Herpes simplex virus type 1 virion-derived US11 inhibits type 1 interferon-induced protein kinase R phosphorylation



Tatsuo Suzutani, Department of Microbiology, Fukushima Medical University School of Medicine, 1 Hikarigaoka, Fukushima 960-1295, Japan. Tel: +81 24 547 1157; fax: +81 24 548 5072; e-mail: suzutani@fmu.ac.jp


The herpes simplex virus type 1 (HSV-1) VRTK strain that was previously isolated in our laboratory as an acyclovir-resistant thymidine kinase (TK)-deficient mutant, is more sensitive to type 1 interferon than is the parent strain VR3. The properties of this mutant were investigated to clarify the mechanism for its hyper-sensitivity to interferon (IFN).

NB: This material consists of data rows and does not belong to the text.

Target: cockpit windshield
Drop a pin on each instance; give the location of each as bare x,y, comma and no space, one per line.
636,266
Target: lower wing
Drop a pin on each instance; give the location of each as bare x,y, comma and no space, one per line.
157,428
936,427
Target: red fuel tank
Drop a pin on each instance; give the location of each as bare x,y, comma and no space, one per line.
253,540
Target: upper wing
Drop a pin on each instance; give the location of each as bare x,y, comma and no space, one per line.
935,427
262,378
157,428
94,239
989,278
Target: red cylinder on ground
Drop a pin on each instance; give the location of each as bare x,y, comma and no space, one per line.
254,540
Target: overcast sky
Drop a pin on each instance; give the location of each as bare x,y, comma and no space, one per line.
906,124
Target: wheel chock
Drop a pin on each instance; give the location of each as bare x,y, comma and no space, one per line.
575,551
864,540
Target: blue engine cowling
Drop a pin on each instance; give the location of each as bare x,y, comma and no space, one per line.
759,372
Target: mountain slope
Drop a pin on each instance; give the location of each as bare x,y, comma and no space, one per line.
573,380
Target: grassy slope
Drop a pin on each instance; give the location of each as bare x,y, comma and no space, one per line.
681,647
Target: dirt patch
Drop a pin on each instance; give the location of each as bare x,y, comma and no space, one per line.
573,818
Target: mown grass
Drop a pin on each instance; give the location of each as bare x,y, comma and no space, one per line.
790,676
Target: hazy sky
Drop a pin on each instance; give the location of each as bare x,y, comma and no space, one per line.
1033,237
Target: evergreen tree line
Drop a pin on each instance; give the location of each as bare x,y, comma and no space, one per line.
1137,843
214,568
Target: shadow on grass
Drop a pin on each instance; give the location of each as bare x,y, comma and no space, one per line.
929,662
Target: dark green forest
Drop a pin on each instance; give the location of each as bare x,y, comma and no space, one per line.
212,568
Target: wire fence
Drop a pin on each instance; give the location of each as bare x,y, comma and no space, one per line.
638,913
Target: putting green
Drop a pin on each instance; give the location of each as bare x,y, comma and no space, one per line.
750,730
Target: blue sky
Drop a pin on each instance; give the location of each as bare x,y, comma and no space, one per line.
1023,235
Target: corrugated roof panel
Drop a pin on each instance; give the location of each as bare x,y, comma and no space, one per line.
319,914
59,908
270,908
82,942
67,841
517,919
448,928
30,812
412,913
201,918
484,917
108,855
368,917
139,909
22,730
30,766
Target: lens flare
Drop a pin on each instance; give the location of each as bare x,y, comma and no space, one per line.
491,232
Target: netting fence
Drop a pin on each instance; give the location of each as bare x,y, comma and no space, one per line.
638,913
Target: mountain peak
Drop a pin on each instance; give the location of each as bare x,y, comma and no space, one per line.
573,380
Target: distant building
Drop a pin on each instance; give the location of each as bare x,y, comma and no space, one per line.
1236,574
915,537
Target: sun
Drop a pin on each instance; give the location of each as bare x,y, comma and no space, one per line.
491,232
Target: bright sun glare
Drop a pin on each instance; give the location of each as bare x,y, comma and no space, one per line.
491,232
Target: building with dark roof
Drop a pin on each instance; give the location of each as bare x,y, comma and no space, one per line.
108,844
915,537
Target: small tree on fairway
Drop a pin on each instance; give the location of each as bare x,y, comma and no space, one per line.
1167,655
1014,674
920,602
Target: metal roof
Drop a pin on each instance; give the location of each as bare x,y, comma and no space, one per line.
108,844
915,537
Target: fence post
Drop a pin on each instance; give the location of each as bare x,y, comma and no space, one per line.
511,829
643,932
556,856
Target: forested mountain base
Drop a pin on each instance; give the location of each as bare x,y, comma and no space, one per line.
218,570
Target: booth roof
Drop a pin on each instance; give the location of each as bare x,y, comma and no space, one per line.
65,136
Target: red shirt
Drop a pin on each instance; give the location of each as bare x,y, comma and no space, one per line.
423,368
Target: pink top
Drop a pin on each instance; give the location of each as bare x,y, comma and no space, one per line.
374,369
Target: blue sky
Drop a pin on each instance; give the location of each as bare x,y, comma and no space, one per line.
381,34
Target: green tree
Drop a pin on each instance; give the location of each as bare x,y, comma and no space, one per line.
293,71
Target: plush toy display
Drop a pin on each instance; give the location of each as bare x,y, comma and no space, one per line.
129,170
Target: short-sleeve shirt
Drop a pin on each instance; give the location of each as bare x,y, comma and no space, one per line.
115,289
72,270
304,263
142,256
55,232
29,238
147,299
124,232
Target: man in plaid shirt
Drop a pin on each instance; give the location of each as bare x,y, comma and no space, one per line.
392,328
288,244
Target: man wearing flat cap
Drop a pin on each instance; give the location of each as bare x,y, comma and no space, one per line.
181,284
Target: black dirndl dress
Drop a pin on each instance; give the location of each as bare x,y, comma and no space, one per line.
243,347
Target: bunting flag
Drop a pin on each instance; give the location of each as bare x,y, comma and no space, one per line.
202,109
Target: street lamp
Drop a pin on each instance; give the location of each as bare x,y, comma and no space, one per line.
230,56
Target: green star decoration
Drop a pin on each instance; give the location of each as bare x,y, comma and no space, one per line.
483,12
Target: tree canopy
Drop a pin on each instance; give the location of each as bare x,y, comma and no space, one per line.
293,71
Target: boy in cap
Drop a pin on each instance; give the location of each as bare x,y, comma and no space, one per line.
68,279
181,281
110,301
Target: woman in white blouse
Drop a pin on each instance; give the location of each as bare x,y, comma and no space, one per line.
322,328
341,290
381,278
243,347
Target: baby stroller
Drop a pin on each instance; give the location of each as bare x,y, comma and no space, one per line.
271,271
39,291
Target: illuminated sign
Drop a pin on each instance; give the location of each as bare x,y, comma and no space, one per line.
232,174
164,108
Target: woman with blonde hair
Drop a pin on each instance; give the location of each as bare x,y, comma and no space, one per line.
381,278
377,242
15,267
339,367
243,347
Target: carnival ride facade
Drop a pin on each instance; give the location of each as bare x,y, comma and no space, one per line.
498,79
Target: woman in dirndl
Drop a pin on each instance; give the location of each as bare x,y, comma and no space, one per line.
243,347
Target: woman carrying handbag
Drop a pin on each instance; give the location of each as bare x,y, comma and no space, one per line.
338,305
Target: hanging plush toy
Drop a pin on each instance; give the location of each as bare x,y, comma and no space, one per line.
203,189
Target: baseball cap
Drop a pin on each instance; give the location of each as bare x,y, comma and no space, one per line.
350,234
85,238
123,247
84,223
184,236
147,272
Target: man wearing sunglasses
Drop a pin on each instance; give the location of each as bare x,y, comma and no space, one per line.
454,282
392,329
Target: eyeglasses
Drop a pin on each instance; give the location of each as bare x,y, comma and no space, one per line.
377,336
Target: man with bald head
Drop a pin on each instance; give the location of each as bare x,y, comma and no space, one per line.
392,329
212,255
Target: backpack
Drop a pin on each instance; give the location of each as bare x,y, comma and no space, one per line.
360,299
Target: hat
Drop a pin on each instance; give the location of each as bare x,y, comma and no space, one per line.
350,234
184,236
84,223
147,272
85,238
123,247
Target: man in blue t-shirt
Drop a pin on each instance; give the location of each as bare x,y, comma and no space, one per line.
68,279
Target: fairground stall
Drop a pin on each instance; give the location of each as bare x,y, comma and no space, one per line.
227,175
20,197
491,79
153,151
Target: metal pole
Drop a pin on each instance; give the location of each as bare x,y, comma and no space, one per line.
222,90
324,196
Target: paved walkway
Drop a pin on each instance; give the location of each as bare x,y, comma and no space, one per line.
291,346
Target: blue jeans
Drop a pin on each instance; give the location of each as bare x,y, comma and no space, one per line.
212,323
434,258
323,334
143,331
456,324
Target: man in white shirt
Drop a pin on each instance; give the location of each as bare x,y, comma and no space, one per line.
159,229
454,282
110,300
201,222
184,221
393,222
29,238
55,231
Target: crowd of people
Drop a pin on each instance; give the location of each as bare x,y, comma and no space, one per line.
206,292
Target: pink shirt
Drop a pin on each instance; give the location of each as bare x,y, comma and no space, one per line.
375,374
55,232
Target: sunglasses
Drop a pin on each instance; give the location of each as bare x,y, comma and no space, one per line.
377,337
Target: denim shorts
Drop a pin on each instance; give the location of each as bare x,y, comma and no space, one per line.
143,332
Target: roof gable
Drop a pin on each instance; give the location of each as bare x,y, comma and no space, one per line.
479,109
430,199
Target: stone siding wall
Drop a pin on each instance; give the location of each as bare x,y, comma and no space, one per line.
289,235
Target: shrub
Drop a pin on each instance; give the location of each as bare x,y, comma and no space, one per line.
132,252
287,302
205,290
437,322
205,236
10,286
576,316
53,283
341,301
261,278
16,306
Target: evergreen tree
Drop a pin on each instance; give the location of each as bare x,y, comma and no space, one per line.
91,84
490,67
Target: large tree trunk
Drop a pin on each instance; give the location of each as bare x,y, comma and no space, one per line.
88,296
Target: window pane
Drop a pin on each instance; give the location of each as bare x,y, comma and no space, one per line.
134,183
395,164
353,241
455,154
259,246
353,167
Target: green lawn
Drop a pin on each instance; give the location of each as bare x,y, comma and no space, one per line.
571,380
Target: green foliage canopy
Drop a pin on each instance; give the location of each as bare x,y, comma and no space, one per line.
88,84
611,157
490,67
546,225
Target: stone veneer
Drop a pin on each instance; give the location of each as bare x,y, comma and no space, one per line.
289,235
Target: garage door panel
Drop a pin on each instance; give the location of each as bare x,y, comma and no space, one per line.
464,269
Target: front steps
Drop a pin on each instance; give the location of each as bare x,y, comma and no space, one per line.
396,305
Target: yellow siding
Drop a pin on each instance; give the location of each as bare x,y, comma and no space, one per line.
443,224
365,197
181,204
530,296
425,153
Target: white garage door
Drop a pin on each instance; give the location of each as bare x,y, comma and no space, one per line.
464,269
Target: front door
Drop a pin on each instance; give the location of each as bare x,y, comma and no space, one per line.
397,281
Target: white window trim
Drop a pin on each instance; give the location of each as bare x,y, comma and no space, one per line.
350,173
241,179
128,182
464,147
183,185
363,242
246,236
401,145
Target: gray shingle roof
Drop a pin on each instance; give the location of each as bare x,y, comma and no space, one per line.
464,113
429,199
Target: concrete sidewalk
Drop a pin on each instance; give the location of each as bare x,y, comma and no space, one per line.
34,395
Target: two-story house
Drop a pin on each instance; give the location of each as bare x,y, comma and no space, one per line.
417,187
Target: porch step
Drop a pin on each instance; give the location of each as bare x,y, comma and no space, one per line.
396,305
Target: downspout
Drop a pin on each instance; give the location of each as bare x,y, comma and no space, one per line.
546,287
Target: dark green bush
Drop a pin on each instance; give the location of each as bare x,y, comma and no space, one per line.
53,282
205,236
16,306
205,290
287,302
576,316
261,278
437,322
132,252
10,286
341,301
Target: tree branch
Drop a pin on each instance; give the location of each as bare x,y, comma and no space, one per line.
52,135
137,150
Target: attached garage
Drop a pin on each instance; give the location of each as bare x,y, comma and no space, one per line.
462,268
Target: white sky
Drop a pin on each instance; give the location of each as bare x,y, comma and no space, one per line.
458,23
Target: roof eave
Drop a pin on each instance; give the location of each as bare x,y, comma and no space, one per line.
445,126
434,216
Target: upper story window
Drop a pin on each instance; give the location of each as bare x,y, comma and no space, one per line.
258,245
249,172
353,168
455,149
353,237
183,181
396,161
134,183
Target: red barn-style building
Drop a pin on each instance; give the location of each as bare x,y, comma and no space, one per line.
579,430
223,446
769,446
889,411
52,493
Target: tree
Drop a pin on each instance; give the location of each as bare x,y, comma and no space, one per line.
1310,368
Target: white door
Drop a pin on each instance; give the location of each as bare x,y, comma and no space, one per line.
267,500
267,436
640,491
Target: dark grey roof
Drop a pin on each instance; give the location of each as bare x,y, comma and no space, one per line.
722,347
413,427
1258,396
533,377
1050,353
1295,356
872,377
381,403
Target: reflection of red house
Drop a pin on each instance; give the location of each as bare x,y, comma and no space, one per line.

It was found that: (i) IFN-pretreated cells, but not those treated with IFN after adsorption, are hyper-sensitive to IFN; (ii) the mutant cannot inhibit protein kinase R phosphorylation efficiently during the early stage of replication (2 hrs post-infection); (iii) expression of US11 in infected cells and its incorporation into the virion is reduced in the mutant compared to the wild type, despite the fact that a similar degree of DNA synthesis occurs during replication of both strains and; (iv) over-expression of wild-type viral TK has no effect on the phenotype of the VRTK strain, indicating that the phenotype is induced by a mutation(s) that does not involve the TK gene. These results suggested that the presence of US11 in the virion, but not that expressed after infection, plays an important role in the escape function of HSV-1 from the antiviral activity of type 1 IFN.